Panorama is a suburb in Parow, Cape Town, South Africa.

History

In 1700 land that today form part of Panorama was awarded to Booysen,B.

Change of ownership through the years

From Booysen it was then transferred to Meyboom, C which called it "de Grendel" It changed hands through the years and owners were: Meyboom,F. Heyns, J. and van Reenen, D. In 1890 Sir David Graaff, 1st Baronet purchase he land.

The Graaff family

They farmed with horses and milk. When Sir David died in 1931, his son de Villiers took it over. The land was in a company called Graaff's Trust. After de Villiers death in 1999 his son David was in charge.

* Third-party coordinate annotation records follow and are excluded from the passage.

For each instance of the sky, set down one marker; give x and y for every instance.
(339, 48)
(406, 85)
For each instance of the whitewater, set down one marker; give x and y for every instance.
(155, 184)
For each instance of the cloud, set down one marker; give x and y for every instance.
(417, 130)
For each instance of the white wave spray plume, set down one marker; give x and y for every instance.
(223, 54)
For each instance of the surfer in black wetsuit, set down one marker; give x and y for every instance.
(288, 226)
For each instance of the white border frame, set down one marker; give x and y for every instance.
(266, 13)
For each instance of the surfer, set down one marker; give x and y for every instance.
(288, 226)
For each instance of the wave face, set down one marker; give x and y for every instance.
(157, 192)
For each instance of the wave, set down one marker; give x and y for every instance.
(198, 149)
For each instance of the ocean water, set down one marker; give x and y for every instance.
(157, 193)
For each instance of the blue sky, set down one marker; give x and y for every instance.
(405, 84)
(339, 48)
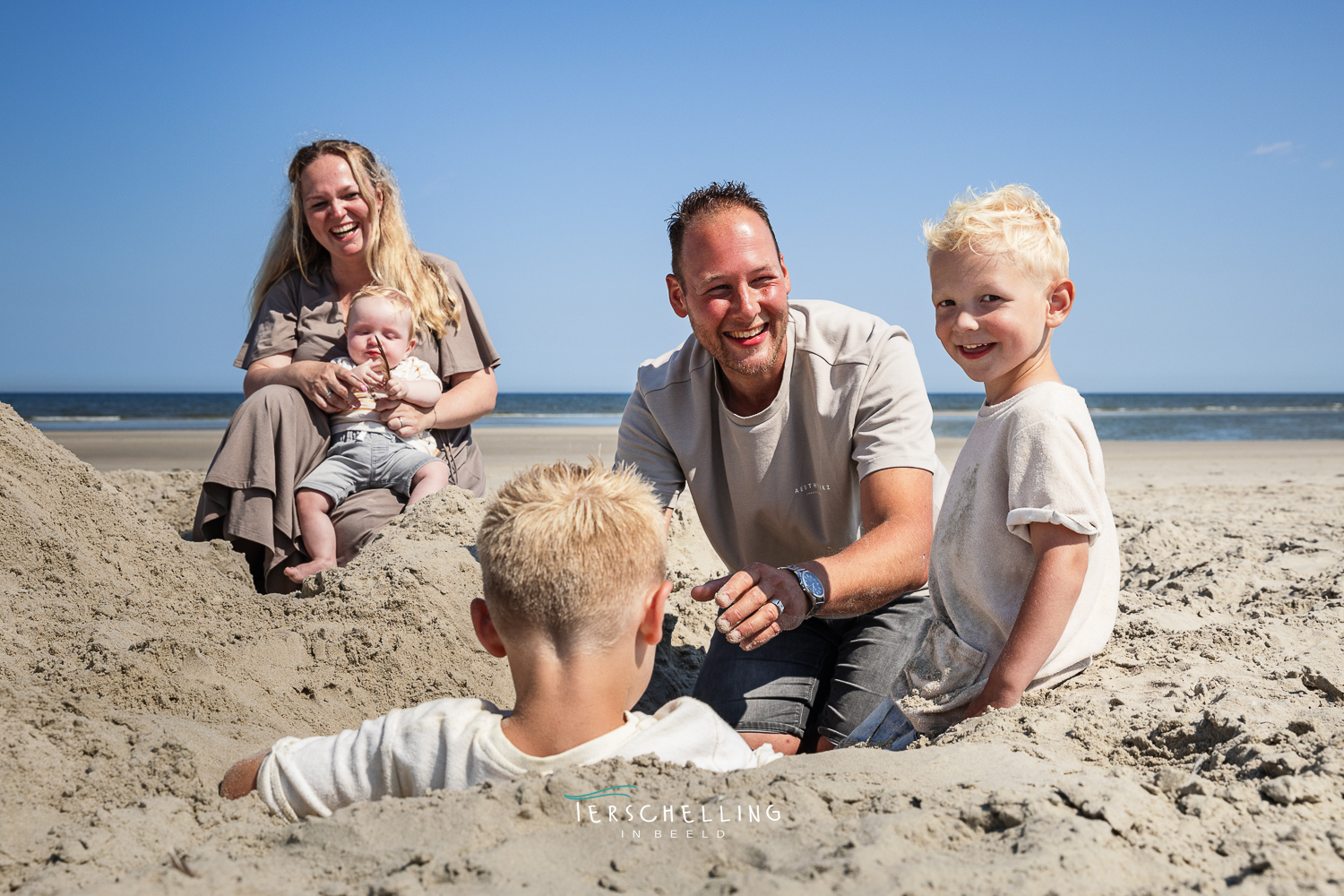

Residential development and the naming error

In 1956 two pieces of land were sold for residential development. The remaining part of the farm  (which today makes wine) is still in the hands of the Graaff family. The one piece being on a hill, from where Table Mountain is visible, and the other piece at the bottom of the hill. The intention was that the piece of land on the hill being called Panorama (Panorama meaning view)  and the other piece Plattekloof (Afrikaans word for flat valley). The town planners however made an error and the two names were switched. Today the area with the views is Plattekloof and the area at the bottom of the hill Panorama.

Notable residents 

 Melissa Williams, Olympic skateboarder born and grew up in the suburb.